On exports to Cuba and China…
“If the Cuban market opens up it could be a 300,000 to 500,000 metric ton market. That’s a huge opportunity. I’d like to think in 10 years we’d at least provide 300,000 metric tons to the Cuban market. It’s a country that will be looking for high-quality rice to feed the locals and the tourist industry that’s sure to thrive. Prospects are good but we need Congress to move on ending the embargo and figuring out the financing of U.S. ag exports in Cuba.
“Another market that will require strong, competitive pricing is China. There are some upscale aspects -- we could provide rice for the middle- and upper-class grocery stores. That could be 200,000 metric tons.
“The China market (wants) half medium-grain, half long-grain. We need to get a piece of that action. The stumbling block is getting a phytosanitary agreement in place.”

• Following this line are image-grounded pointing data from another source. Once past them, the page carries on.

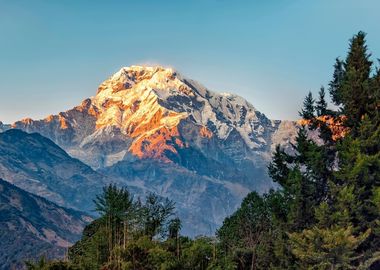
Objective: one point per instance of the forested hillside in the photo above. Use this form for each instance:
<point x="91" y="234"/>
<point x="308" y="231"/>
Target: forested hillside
<point x="324" y="215"/>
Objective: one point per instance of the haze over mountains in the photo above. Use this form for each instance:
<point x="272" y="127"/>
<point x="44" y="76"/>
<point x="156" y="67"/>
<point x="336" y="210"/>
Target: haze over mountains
<point x="31" y="226"/>
<point x="153" y="130"/>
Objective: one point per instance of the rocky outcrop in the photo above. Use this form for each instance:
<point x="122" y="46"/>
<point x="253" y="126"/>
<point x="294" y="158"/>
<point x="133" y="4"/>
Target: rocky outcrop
<point x="154" y="130"/>
<point x="31" y="227"/>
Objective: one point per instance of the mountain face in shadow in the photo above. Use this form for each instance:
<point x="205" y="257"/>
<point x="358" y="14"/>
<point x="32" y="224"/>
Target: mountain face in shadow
<point x="31" y="226"/>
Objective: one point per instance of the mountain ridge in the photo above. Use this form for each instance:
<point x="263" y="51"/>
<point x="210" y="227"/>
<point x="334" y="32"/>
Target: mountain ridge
<point x="153" y="126"/>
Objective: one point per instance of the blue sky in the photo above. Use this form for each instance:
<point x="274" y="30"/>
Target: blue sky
<point x="53" y="54"/>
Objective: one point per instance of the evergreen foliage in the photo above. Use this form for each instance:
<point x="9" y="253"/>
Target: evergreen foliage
<point x="324" y="215"/>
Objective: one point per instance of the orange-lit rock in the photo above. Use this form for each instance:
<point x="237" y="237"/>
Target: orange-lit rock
<point x="155" y="144"/>
<point x="205" y="132"/>
<point x="335" y="124"/>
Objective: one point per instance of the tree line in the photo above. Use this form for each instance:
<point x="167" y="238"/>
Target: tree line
<point x="324" y="215"/>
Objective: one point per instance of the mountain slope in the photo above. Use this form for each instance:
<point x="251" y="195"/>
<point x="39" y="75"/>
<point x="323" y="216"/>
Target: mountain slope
<point x="35" y="164"/>
<point x="152" y="129"/>
<point x="31" y="226"/>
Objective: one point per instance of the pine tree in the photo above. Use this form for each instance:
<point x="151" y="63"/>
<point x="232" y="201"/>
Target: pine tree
<point x="321" y="104"/>
<point x="336" y="82"/>
<point x="355" y="88"/>
<point x="308" y="109"/>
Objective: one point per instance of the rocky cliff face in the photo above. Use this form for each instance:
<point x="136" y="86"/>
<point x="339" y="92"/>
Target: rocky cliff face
<point x="37" y="165"/>
<point x="31" y="226"/>
<point x="154" y="130"/>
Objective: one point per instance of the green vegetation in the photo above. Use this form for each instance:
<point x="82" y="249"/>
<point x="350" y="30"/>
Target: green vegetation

On rice and climate change…
“There are number of major importing countries – Bangladesh among them – that are vulnerable in terms of their rice production, which is in lowland areas, coastal areas. The impact of climate change that I see is it may expand imports into those countries and take some of the exportable surplus from some of the traditional southeast Asian exporters like Vietnam, Thailand, Myanmar, Cambodia, even India and Pakistan.
“That would mean a potential vacuum, a potential opportunity, in the Middle East and sub-Saharan Africa.
“Climate change will affect rice production in a number of countries. To the extent it doesn’t have a negative effect here in the United States we should be able to capitalize.
“The Arkansas congressional delegation is doing its best to open the Cuban market. Rep. (Rick) Crawford is leading that charge and I believe that’s where Arkansas is aiming to really do business.
“To ensure we can do that, we must continue to invest in research and Extension activities. That will really help make the Arkansas rice farmer productive and efficient and can making a living through both the domestic and export markets.”